Dos informes traços do universo
do universo decrete-se a forma de ter-se infinito infenso a normas porque de sê-lo assim incontido tenha-se já completo em vários infinitos as réguas de tê-lo abarcado são artifícios do juízo
Poema em mansa beligerância
o poema em riste, como uma centelha tramita todos os verbos pela incerteza roldão de palavras, da-se ao esforço de atiçar no poeta um certo alvoroço o poema é um levante das ruas em que se diga guardadas as proporções do verso, do poeta e da vida
Do futuro como ato
no avarandado da alma nos largos da lembrança o homem sonha o futuro deitado na esperança os terraços do tempo dão-se a um caminhar militante quando os corredores do corpo constroem avulsos instantes conjugar-se aos tempos é um espalhar-se constante
Procissão em transe
no andor, circunspecta, a santa balançava jogando pedaços de milagre que a multidão adivinhava a passeata transitava tangendo as consciências, afagando o peito de todos em devidas providências os santos assim viajantes decretam-se pela ausência e a vontade quase expressa de permitir a obediência
Dos cursos da felicidade
no Riacho dos Cachorros a água consentia na necessidade de dizer-se no curso da ventania e debruçava nas margens como um gesto delicado que levasse nossos sonhos nos trilhos que desenhava o riacho nem pressentia as felicidades que molhava
Da chuva em largada euforia
a chuva molhava os sonhos nas ruas, em enxurradas e derramava sorrisos espalhados pelas calçadas os meninos dançavam os bailados da infância e jogavam pelos ares punhados de esperança a felicidade apenas tangia os compassos dessa dança
Dos foguetes em sideral floresta
no espaço, como uma flecha, o foguete desenha uma indígena gesta na mata sideral corta o infinito como um pássaro veloz e decidido o homem alinhava o universo nas razões a que se permite
Correntes do tempo
a curva das horas montadas nos ponteiros ressoa pela ânsia de ver-se timoneiro e dirigir esses mares das profundezas do peito a vontade, marinheira, destaca todos os navios atracados na certeza de que lança-los no mundo, como um ato coletivo, é a melhor correnteza.

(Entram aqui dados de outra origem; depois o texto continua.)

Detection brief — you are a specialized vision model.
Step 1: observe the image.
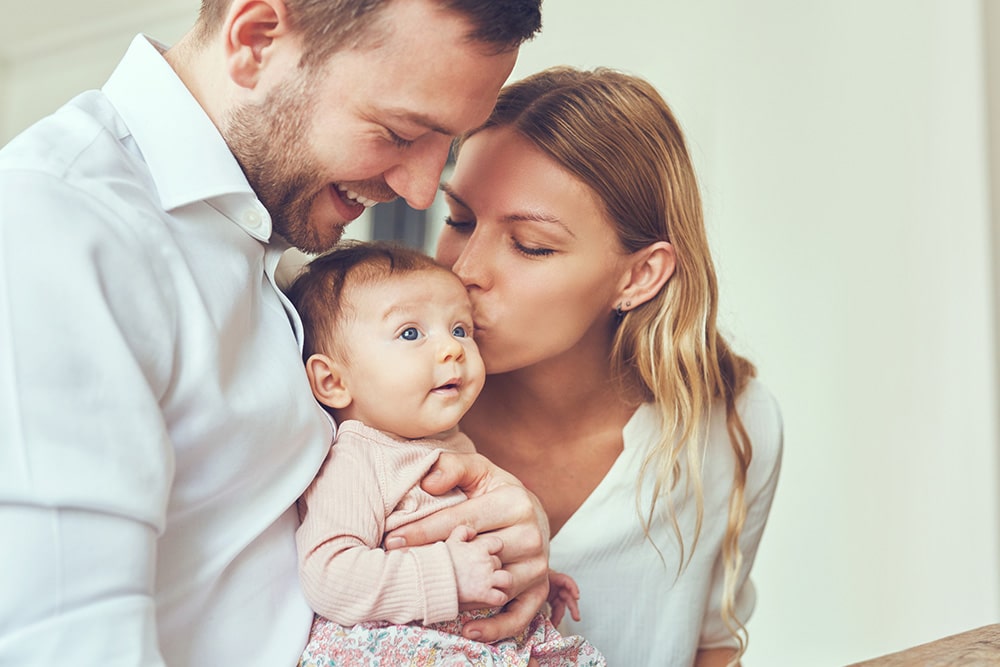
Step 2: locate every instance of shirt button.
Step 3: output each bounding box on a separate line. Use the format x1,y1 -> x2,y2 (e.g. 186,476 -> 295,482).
243,208 -> 264,229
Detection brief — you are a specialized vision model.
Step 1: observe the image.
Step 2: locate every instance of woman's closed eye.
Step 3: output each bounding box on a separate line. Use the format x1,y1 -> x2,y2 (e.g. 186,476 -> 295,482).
510,238 -> 555,257
444,215 -> 476,234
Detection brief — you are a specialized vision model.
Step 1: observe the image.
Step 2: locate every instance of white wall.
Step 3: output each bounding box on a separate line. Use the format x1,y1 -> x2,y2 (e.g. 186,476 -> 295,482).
0,6 -> 198,144
0,0 -> 1000,667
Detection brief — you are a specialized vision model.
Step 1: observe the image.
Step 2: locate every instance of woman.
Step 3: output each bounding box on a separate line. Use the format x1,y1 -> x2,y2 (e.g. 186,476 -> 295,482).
437,68 -> 782,667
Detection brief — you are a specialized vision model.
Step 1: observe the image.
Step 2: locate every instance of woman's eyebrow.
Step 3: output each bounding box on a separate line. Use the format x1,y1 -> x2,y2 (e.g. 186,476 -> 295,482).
441,183 -> 576,238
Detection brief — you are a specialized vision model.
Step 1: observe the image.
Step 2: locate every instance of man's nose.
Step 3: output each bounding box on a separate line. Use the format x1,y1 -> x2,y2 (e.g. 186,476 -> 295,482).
383,133 -> 451,210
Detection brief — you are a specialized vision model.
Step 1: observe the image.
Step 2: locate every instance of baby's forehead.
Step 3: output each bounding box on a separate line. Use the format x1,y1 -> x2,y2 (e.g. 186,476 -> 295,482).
344,266 -> 472,313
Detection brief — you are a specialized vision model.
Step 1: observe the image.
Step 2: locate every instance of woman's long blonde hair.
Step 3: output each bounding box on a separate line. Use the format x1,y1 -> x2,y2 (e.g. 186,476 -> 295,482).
468,67 -> 755,662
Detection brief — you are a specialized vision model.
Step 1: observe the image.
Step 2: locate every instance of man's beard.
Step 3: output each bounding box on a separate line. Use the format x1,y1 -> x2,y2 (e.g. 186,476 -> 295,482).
224,75 -> 343,253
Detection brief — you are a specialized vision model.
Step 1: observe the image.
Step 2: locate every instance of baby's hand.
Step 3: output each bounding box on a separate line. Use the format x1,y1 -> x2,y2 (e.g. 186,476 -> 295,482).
445,526 -> 514,609
549,570 -> 580,625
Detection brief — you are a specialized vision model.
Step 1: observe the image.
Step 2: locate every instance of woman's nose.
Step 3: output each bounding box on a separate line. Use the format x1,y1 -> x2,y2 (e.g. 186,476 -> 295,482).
451,232 -> 488,289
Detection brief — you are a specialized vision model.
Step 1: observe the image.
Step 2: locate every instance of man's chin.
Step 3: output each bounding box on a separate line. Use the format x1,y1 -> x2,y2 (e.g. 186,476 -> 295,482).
275,223 -> 347,255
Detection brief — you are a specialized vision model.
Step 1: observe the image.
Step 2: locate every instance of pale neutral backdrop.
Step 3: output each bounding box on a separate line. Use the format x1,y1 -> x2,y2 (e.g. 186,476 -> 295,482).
0,0 -> 1000,667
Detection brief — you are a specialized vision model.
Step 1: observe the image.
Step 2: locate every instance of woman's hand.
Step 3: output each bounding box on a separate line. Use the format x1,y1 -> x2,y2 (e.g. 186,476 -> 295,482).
385,452 -> 549,642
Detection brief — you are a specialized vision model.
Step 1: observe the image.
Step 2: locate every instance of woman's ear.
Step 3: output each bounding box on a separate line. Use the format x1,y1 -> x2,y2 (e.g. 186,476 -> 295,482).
306,354 -> 353,410
616,241 -> 677,311
224,0 -> 289,89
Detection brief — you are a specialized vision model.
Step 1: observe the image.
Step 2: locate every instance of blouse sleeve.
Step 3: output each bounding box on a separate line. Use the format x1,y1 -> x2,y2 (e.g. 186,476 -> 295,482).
699,380 -> 784,649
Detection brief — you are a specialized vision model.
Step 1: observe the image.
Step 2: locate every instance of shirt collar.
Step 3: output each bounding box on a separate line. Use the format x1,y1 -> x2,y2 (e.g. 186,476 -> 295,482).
102,35 -> 271,241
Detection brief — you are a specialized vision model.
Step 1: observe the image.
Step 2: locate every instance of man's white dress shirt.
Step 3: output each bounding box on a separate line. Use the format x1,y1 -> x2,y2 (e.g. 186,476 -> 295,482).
0,36 -> 332,667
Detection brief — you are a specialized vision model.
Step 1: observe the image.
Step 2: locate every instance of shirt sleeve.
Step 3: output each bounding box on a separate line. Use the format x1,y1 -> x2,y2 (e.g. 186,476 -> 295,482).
0,170 -> 174,665
296,433 -> 458,625
699,381 -> 784,649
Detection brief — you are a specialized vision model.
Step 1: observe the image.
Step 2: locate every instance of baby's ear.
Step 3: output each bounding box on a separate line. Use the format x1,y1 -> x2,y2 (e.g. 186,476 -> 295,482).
306,354 -> 353,410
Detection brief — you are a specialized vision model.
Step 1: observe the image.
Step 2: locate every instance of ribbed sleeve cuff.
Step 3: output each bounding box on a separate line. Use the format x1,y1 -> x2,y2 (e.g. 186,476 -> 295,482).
414,542 -> 458,625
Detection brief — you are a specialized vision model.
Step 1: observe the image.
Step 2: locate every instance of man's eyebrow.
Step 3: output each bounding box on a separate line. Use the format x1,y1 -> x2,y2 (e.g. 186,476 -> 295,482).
387,109 -> 459,137
441,183 -> 576,238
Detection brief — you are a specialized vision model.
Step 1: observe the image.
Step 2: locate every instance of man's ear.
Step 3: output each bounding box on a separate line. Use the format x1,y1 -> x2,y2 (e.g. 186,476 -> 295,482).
224,0 -> 289,89
615,241 -> 677,311
306,354 -> 353,410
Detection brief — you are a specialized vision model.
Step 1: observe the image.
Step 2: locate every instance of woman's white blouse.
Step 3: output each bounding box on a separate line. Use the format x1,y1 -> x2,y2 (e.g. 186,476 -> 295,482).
550,380 -> 782,667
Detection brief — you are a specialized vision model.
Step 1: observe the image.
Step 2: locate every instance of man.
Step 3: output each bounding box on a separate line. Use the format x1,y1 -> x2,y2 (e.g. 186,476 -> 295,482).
0,0 -> 547,667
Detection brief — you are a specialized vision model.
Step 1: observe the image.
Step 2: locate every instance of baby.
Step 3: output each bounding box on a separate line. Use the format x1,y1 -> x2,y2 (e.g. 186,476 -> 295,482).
289,242 -> 605,667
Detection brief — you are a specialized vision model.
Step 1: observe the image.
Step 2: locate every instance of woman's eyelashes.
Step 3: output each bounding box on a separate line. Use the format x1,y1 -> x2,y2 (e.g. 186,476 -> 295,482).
444,215 -> 555,257
511,238 -> 555,257
444,215 -> 476,234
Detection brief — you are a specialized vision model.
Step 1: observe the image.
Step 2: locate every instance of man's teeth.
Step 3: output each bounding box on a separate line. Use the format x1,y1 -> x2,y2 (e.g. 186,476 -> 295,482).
337,185 -> 378,208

A Josefa Ferreira da Silva, centenária
Petinha, olhando ao léu, no arco do seu corpo, carregava quilos de tempo e um certo alvoroço dava-se a ver o futuro voando todas as horas como se a tela do muro fosse uma imensa gaivota Petinha media o passado com o futuro nos olhos
Moncada em vazão constante
Moncada, rebelde, apenas lava as costas da liberdade dentro da alma nas ilhas do tempo como uma garça a honra humana voa em todas as praças Moncada apenas dorme nos ombros de quem marcha
Belos versos... em poemas e suas poesias,parabéns.
obrigado, honrado.
Simplesmente perfeitos, seus poemas são uma perfeição inexplicável, realmente, eu amo seus poemas. Continue criando lindos poemas.